Another option would be to place jerky in a clean mason jar and use a pump-n-seal, http://www.pump-n-seal.com/. This is a much more affordable alternative to commercially available vacuum sealers and quite frankly is not dependent upon the purchase of expensive consumables. I actually prefer the pump-n-seal. It's capable of evacuating > 90% of the air leaving an environment that is inhospitable to molds, yeasts, and bacteria. 

Jerky is generally dessicated at low temps over extended periods of time. Generally in an oven or in a dehydrator. The cellular activity isn't stopped... just put into slow motion if that makes sense.
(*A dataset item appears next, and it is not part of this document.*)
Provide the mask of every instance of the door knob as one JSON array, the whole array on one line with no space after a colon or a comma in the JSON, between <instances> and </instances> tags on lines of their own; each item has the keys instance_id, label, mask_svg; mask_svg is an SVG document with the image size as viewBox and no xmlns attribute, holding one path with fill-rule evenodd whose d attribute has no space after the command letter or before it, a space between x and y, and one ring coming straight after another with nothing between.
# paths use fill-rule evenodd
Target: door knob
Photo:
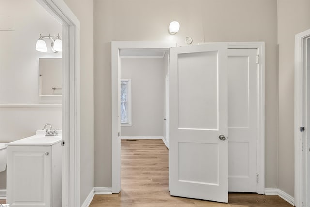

I would think if the jerky was cooled then packaged shortly thereafter that it would be fine in just a freezer weight double zip lock baggie without an O2 absorber for at least a week assuming it would be devoured upon receipt. 

Attention on deck! All home made jerky must be NavyDads approved! Send your samples to:

Jim Gramza

3026 Sunnymede Ave.

South Bend, In. 46615

That is all!

That's pretty funny.

Turkey season was sometime in spring... I think mid April. I'm usually given about 20-30 pounds of wild turkey to process. Yield is usually about 10-15 pounds. We have to freeze it for 60-90 days to make sure any parasites (extra protein) are destroyed before using it. I just finished a huge batch earlier this month using an Excaliber dehydrator that I set up on my porch outside and it's all gone. You missed out by a few weeks. 

All is not lost though. ;)  I plan on buying 2 large turkeys for jerky when they go on sale around Thanksgiving time. Yield should be about 20 pounds of jerky. The wild turkey jerky actually tastes better but unless you taste the two side by side, you'd never know the difference. Remind me and I'll gladly send you a "sample" along with the recipe I use which I got online somewhere. It's pretty easy to make and come winter, I can process it inside using my oven so the whole house smells like jerky for a while.